That analysis also found that gun deaths are increasing more dramatically among children and teens than among adults.
“In the past year, we've seen almost a 14% increase in firearm deaths across the entire population. However, we've seen a 30% rise specifically among children and teens under the age of 20,” said Dr. Patrick Carter, an author of the study and the co-director University of Michigan's Injury Prevention Center.
The majority of child firearm deaths are homicides, representing 65% of the total. Suicides make up most of the rest, at 30%. The remaining small fraction are categorized as unintentional.
Michigan data mirrors national trends across communities, Carter said.“We know that especially in our rural communities, our rates of suicide have been going up. We know that in our urban settings, our rates of homicide have been going up.”
Child firearm deaths have increased at the same time as childhood motor vehicle crash deaths have decreased.

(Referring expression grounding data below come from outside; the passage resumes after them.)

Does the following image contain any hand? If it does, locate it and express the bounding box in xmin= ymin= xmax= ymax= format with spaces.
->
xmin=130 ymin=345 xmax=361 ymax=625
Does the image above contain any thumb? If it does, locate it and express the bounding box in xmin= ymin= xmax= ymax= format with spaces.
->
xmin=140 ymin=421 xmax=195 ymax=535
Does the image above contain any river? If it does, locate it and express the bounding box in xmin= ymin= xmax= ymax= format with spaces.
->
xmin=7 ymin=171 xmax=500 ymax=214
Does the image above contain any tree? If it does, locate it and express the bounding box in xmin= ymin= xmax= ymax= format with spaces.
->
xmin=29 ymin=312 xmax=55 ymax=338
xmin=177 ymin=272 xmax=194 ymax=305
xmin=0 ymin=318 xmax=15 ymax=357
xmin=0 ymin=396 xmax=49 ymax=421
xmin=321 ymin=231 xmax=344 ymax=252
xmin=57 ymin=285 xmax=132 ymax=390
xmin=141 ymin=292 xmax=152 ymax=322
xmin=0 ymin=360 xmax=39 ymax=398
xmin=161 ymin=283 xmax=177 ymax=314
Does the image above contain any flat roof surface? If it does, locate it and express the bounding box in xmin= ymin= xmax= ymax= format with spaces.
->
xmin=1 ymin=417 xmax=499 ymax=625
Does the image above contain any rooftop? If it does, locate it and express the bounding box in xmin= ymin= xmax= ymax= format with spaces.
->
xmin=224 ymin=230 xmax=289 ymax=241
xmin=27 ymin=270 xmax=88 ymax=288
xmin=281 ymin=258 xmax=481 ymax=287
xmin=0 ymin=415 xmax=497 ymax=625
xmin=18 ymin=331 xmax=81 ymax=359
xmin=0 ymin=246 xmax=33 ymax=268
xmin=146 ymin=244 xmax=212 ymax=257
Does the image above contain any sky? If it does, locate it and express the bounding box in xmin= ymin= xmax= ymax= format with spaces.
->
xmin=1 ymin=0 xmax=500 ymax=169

Our success with car safety can provide a model for gun safety, Carter said, if researchers and policymakers focus on implementing holistic, evidence-based responses.
“For example, if we are able to improve locked storage so that teens cannot get access to firearms we could significantly decrease unintentional deaths as well as self-inflicted deaths” that happen when teens get gun access during crisis moments, said Carter.
Many of the stalled Michigan bills propose evidence-based solutions like safe storage measures and “red flag laws” that are also broadly popular with voters, including Republicans and gun owners.
“These are the same ideas that other states have tried or have succeeded,” Senator Bayer said. She added that her caucus will keep talking about these solutions and reintroducing bills for as long as it takes.
“We're going to not let go of this until they just finally get tired of hearing us.”